Mullighan Charles G, Goorha Salil, Radtke Ina, Miller Christopher B, Coustan-Smith Elaine, Dalton James D, Girtman Kevin, Mathew Susan, Ma Jing, Pounds Stanley B, Su Xiaoping, Pui Ching-Hon, Relling Mary V, Evans William E, Shurtleff Sheila A, Downing James R
Department of Pathology, St Jude Children's Research Hospital, Memphis, Tennessee 38105, USA.
Nature. 2007 Apr 12;446(7137):758-64. doi: 10.1038/nature05690.
Chromosomal aberrations are a hallmark of acute lymphoblastic leukaemia (ALL) but alone fail to induce leukaemia. To identify cooperating oncogenic lesions, we performed a genome-wide analysis of leukaemic cells from 242 paediatric ALL patients using high-resolution, single-nucleotide polymorphism arrays and genomic DNA sequencing. Our analyses revealed deletion, amplification, point mutation and structural rearrangement in genes encoding principal regulators of B lymphocyte development and differentiation in 40% of B-progenitor ALL cases. The PAX5 gene was the most frequent target of somatic mutation, being altered in 31.7% of cases. The identified PAX5 mutations resulted in reduced levels of PAX5 protein or the generation of hypomorphic alleles. Deletions were also detected in TCF3 (also known as E2A), EBF1, LEF1, IKZF1 (IKAROS) and IKZF3 (AIOLOS). These findings suggest that direct disruption of pathways controlling B-cell development and differentiation contributes to B-progenitor ALL pathogenesis. Moreover, these data demonstrate the power of high-resolution, genome-wide approaches to identify new molecular lesions in cancer.

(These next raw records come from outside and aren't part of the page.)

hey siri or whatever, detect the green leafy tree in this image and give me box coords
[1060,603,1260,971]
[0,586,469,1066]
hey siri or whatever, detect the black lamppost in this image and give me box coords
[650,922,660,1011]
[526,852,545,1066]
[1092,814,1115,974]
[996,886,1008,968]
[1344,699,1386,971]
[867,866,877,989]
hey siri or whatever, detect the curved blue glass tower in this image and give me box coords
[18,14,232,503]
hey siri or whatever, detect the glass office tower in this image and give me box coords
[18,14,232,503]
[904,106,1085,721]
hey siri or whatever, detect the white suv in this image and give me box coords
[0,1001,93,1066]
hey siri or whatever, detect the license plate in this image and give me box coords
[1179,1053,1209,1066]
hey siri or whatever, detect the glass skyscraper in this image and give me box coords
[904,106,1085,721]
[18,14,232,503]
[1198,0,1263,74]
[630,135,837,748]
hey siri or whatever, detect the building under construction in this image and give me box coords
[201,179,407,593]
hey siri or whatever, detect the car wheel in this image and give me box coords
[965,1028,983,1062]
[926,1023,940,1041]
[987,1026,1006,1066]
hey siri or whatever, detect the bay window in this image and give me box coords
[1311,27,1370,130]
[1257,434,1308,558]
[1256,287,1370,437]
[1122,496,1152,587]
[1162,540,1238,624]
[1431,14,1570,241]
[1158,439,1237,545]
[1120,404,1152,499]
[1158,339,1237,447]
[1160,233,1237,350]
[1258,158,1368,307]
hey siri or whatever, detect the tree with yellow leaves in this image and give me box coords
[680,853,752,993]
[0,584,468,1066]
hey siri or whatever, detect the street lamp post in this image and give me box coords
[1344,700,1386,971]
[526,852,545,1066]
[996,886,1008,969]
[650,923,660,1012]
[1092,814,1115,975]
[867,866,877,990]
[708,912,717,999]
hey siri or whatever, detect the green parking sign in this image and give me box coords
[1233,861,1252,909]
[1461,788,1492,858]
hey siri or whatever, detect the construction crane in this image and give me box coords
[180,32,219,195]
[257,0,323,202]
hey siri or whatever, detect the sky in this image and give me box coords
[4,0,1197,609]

染色体畸变是急性淋巴细胞白血病(ALL)的一个标志,但仅凭其自身并不能诱发白血病。为了确定协同致癌性病变,我们使用高分辨率单核苷酸多态性阵列和基因组DNA测序,对242例儿科ALL患者的白血病细胞进行了全基因组分析。我们的分析揭示,在40%的B祖细胞ALL病例中,编码B淋巴细胞发育和分化主要调节因子的基因存在缺失、扩增、点突变和结构重排。PAX5基因是体细胞突变最常见的靶点,在31.7%的病例中发生改变。所鉴定出的PAX5突变导致PAX5蛋白水平降低或产生亚效等位基因。在TCF3(也称为E2A)、EBF1、LEF1、IKZF1(IKAROS)和IKZF3(AIOLOS)中也检测到了缺失。这些发现表明,直接破坏控制B细胞发育和分化的信号通路有助于B祖细胞ALL的发病机制。此外,这些数据证明了高分辨率全基因组方法在识别癌症中新分子病变方面的作用。